RAID 5 versus RAID 10, HDD and SSD
Let’s set some reference points upfront so that we can accurately discuss the differences between these two types of RAID arrays.
- RAID 5 is a RAID ((redundant array of independent disks) configuration that uses disk striping with parity. As data and parity are striped across all of the disks, no single disk creates a bottleneck.
- Conversely, RAID 10 combines disk mirroring and disk striping to protect data. RAID 10 requires a minimum of four disks, and stripes data across mirrored pairs. As long as one disk in each mirrored pair is functional, data can be retrieved. If two disks in the same mirrored pair fail, all data will be lost because there is no parity in the striped sets. RAID 10 provides redundancy and performance, and is the best option for I/O-intensive applications. One disadvantage is that only fifty percent of the total raw capacity of the drives is usable due to mirroring.
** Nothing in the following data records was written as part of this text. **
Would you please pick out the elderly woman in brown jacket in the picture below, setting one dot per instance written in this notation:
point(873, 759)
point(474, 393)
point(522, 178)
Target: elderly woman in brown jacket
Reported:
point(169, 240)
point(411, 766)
Raid 5 is less efficient on normal spinning hard disks (HDD) because it increases the number of random I/O operations. Writing small amounts of data more frequently results in slower performance than when writing larger amounts of data sequentially.
Conversely, SSDs can write random smaller blocks of data more efficiently. What’s more important though is knowing the total amount of data written to the drive.
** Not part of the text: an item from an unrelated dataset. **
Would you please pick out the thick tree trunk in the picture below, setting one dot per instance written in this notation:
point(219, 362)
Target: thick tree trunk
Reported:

A parity drive is a hard drive used in a RAID array to provide fault tolerance. For example, RAID 5 uses a parity drive to create a system that is both fault tolerant and, because of data striping, fast. One way to implement a parity drive in a RAID array is to use the exclusive or, or XOR, function.
Disk striping is the process of dividing a body of data into blocks and spreading the data blocks across multiple storage devices, such as hard disks or solid-state drives (SSDs). A stripe consists of the data divided across the set of hard disks or SSDs, and a striped unit, or strip, that refers to the data slice on an individual drive.
Writing hard amounts of data to the array at once
With RAID 5, you’re not writing the data five times over – it’s actually 1.25 times in total with ¼ to each of four drives and the additional to the fifth drive for parity. This helps improve data recovery.
With RAID 10, all of the data is mirrored, so when using four drives, ½ of the available write bandwidth is utilized to store copies of your data.
RAID 10 is more efficient in that it’s able to keep the drives active (at a maximum) more so than RAID 5. However, for maximum performance (actual writing speed), RAID 5 is better because less time is used storing information that is redundant.
If you’re testing efficiency between these two types of RAID configurations, be aware that your results will vary depending on the type of test data you’re utilizing. A single threaded test will produce different results than say, running multiple simultaneous write threads.